Hollande pays tribute to Delors, calls for euro ‘vanguard’

France favours a “stronger organisation” behind the euro led by “a vanguard of countries”, President François Hollande said in an interview in which he pays respect to former Commission President Jacques Delors, who turns 90 today.

Jacques Delors [Wikimedia]

France favours a "stronger organisation" behind the euro led by "a vanguard of countries", President François Hollande said in an interview in which he pays respect to former Commission President Jacques Delors, who turns 90 today.

In the past week "the European spirit prevailed" in addressing the Greek crisis, he told the weekly Journal du Dimanche.

"But we cannot stand still," Hollande said, in the interview published on Sunday (19 July) alongside a profile of Delors.

A former economics and finance minister who turns 90 today (20 July), the Frenchman is one of the architects of the euro.

"I have proposed taking up Jacques Delors' idea about euro government, with the addition of a specific budget and a parliament to ensure democratic control," Hollande said.

His remarks touched on what analysts have seen as a major flaw in the euro.

Under the 1992 Maastricht Treaty, countries which share a common currency must obey rules on borrowing and deficit spending.

But the Greek crisis saw one of the 19 eurozone members notch up successive worsening deficits and amass a mountain of debt. The problems were only addressed by bailouts from the European institutions and the International Monetary Fund (IMF).

Critics say the problem stems from a lack of centralised control over national fiscal policies, which today are jealously guarded areas of sovereignty.

In 2011, Delors said the crisis facing the euro required member states either to accept greater economic cooperation or a transfer of more national powers to the European Union's centre.

Hollande did not spell out his proposals in the interview, but said it was time to overhaul the euro's governance.

"Sharing a currency is far more than wanting (economic) convergence," he said.

"It's a choice that 19 countries have made, because it was in their interest. No government, by the way, has taken the responsibility of leaving" the euro since its creation, he said.
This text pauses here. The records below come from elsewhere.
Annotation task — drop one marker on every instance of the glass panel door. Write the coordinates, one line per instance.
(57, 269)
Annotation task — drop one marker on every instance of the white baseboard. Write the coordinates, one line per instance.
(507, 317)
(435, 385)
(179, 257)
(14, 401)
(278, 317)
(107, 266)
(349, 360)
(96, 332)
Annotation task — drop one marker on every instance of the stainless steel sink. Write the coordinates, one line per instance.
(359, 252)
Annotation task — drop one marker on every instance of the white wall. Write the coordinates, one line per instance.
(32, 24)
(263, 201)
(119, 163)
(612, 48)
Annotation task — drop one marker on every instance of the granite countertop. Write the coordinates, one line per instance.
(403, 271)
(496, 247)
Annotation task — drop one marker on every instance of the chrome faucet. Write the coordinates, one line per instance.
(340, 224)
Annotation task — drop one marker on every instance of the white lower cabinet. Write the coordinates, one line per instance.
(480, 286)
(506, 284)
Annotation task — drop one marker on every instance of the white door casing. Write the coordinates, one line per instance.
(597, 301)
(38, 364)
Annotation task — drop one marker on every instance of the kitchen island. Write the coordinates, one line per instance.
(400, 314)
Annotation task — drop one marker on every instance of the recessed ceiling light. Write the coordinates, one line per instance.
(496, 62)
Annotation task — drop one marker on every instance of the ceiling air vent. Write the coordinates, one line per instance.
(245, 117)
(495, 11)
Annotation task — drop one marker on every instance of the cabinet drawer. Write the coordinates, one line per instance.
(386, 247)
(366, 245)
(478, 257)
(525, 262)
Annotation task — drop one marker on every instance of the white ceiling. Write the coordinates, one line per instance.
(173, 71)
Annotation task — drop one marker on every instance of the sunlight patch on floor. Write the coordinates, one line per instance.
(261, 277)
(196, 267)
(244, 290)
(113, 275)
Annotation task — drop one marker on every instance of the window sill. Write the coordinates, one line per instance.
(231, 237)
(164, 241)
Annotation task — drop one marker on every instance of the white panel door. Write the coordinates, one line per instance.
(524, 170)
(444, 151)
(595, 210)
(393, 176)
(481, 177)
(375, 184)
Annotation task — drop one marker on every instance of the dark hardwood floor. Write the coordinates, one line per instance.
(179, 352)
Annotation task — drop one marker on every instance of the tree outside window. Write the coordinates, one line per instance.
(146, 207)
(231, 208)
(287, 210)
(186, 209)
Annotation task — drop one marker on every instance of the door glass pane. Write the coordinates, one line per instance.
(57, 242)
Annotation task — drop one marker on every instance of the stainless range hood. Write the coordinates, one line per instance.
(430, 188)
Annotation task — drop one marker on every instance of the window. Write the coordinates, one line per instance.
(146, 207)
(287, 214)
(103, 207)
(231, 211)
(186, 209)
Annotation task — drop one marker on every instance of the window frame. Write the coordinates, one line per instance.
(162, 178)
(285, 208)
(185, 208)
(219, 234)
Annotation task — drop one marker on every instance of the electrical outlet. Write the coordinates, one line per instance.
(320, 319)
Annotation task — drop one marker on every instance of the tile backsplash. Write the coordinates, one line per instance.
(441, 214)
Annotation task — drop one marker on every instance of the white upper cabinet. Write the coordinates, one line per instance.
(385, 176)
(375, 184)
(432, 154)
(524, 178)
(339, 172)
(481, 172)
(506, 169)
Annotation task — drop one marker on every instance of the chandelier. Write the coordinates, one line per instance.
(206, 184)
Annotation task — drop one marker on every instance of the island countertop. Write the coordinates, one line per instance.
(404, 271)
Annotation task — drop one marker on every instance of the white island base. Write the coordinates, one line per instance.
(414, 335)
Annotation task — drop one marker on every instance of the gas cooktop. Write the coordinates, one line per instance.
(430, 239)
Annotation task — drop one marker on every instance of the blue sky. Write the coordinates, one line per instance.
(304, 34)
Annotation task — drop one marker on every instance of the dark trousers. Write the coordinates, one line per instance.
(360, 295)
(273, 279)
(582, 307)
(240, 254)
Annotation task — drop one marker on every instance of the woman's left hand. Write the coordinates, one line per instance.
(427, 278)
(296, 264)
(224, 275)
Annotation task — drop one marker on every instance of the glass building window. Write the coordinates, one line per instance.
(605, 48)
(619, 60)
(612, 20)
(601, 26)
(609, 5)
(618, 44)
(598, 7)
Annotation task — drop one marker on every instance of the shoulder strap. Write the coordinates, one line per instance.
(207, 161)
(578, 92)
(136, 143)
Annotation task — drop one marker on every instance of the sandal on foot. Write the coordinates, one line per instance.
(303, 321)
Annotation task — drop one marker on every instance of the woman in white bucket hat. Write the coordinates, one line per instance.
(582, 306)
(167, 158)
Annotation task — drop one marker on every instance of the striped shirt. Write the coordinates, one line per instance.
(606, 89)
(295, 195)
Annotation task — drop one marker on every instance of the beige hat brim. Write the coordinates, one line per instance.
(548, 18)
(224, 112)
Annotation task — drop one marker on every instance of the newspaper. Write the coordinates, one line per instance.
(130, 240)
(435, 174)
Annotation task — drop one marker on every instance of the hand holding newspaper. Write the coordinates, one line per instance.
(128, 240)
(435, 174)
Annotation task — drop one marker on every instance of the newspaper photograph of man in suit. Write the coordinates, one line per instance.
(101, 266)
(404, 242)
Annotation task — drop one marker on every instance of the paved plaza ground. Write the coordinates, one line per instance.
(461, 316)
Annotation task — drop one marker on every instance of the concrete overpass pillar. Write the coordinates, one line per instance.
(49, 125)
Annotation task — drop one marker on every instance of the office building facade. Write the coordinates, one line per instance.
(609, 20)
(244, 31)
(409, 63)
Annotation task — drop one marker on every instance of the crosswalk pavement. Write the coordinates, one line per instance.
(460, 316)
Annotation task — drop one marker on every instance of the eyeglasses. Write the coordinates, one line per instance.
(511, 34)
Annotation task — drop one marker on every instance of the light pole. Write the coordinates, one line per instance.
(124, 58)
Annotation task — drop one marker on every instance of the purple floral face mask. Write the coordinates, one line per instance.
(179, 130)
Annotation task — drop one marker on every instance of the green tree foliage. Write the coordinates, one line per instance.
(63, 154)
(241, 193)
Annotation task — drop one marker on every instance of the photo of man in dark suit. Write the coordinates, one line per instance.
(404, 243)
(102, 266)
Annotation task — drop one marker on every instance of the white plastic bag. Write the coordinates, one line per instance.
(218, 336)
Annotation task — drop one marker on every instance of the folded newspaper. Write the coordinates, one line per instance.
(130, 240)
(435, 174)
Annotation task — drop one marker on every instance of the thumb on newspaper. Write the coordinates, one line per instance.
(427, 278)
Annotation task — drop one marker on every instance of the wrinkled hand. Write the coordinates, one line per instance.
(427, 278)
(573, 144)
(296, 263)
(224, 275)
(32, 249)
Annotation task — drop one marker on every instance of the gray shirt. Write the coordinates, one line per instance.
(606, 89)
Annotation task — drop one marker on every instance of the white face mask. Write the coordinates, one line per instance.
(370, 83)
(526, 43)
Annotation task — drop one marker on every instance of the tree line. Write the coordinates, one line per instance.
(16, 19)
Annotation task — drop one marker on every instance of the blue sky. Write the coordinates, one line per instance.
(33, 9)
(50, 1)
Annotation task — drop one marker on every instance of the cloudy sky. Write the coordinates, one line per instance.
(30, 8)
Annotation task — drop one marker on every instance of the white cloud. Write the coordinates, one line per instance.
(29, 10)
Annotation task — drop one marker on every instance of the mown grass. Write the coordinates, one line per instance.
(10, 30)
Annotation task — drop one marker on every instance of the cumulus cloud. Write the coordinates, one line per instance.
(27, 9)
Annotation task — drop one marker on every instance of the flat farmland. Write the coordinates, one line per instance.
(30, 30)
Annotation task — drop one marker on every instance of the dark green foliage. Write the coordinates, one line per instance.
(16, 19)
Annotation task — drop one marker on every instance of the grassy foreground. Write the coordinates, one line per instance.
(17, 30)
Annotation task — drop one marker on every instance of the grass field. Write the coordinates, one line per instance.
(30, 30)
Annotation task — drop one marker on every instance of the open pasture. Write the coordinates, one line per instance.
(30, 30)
"This choice calls for strengthened organisation and, among the countries which will decide it, a vanguard," said Hollande.

"France is willing to take part because, as Jacques Delors showed, the country becomes greater when it takes the initiative in Europe."

In a 2011 interview in EURACTIV, Delors explained that the problems of the euro resulted from EU leaders disregarding a 1989 report on Economic and Monetary Union in the European Community intended to serve as the basis for setting up the common currency.

Infamously disregarded

The report was commissioned by EU leaders at the Hannover summit in 1988, but was infamously disregarded following its publication.

Delors told EURACTIV:

“[The report’s] economic part was much more significant than the monetary part. But it wasn't listened to. In consequence, when we prepared the Treaty of Maastricht, it was in vain that I recalled the necessary balance between the two 'legs', so to speak, the monetary leg and the economic leg.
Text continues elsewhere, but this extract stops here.